The front entrance of the Federal Medical Center prison in Fort Worth, Texas, Saturday, May 16, 2020. (AP Photo/LM Otero)

According to a joint status report, both parties agreed that moving all male inmates at FMC Carswell to a segregated unit “seemingly would be the most straightforward way of addressing all plaintiffs’ (including Intervening Plaintiffs’) concerns in this case (short of removing the male inmates from FMC Carswell entirely).”

The plaintiffs, however, argued that the permanent injunction, if phrased to ensure full segregation, would not conflict with the existing Doe v. Bondi injunctions, while government officials believed that the Bondi case restrains BOP from fully segregating the males, a move which, according to the DOJ’s argument, would require the activation of a new, all-male housing unit.

When contacted by the Washington Examiner about the pending litigation, the DOJ reaffirmed the Trump administration’s commitment to defending women, including incarcerated women, from the harms of gender ideology.

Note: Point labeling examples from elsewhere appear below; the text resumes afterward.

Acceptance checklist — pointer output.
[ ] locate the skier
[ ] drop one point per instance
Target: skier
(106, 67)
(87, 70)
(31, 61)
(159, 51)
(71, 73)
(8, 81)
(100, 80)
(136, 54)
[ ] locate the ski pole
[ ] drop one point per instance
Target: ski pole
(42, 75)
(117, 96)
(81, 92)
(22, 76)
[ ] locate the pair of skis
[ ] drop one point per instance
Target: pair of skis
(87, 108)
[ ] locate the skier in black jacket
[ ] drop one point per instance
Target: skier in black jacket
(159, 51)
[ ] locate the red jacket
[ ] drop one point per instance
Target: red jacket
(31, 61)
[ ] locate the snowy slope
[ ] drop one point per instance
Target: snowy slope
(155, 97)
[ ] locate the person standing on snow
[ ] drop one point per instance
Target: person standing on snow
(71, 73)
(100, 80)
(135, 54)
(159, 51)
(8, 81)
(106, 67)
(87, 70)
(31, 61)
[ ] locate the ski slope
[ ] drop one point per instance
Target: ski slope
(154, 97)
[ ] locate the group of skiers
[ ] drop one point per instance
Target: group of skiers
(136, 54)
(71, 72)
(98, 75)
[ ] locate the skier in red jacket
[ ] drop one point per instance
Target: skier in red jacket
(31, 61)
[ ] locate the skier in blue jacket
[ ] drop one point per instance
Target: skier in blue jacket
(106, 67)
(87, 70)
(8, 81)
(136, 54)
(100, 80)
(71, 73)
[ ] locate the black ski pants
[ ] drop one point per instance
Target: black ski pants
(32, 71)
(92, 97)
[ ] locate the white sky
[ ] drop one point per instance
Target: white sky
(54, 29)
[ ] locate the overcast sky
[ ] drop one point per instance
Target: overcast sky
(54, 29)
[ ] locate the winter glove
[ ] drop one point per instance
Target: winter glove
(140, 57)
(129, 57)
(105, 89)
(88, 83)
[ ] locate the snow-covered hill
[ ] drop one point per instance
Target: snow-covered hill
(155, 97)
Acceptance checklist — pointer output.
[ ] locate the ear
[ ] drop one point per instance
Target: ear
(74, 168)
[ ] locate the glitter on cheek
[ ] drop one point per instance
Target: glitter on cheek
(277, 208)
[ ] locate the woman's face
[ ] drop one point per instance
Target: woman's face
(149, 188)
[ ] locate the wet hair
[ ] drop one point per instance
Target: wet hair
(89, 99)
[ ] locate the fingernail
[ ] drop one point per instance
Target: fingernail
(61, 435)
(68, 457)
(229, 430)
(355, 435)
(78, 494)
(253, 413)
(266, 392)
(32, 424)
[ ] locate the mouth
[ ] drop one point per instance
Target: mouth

“For years, biological men convicted of serious violent crimes have been housed in women’s prisons based solely on self-identified gender as female, raising documented safety concerns from staff and inmates about risks of sexual assault from biologically male prisoners,” a DOJ official told the Washington Examiner, adding, “This Administration is committed to protecting women, including those in custody, and will continue efforts to reaffirm biological reality and safeguard women’s spaces.”

Rhonda Fleming (Courtesy of Jeanette Driever, a friend of Fleming and former FMC Carswell inmate)

Fleming said she is willing to waive damages if the government agrees to place her in a halfway house close to her elderly mother in Houston for the remainder of her sentence. Fleming, a former FMC Carswell inmate, is currently held far from home at a satellite camp in Lexington, Kentucky, about 1,000 miles away.

“It is an old story,” Fleming said. “Women get shafted, no matter what they are willing to surrender.”

Fleming suggested that the federal government allocate funds to victims based on the level of harm that they have suffered.

She said some of the women need mental health care after being forced to undress in the presence of male inmates, many of whom are convicted sex offenders.

MORE FEMALE INMATES ALLEGE SEXUAL ABUSE IN TRANSGENDER SEPARATION CASE

The transgender inmates currently incarcerated at FMC Carswell include Michael D. Reed, who reportedly raped a 75-year-old woman and pleaded guilty to kidnapping plus indecent acts with a child, and serial child rapist July Justine Shelby, who is behind bars for distributing child sexual abuse images.

“Psychology services in the prison told me and other women that WE were delusional not to accept these ‘women.’ I think that may be called mental health malpractice,” Fleming said.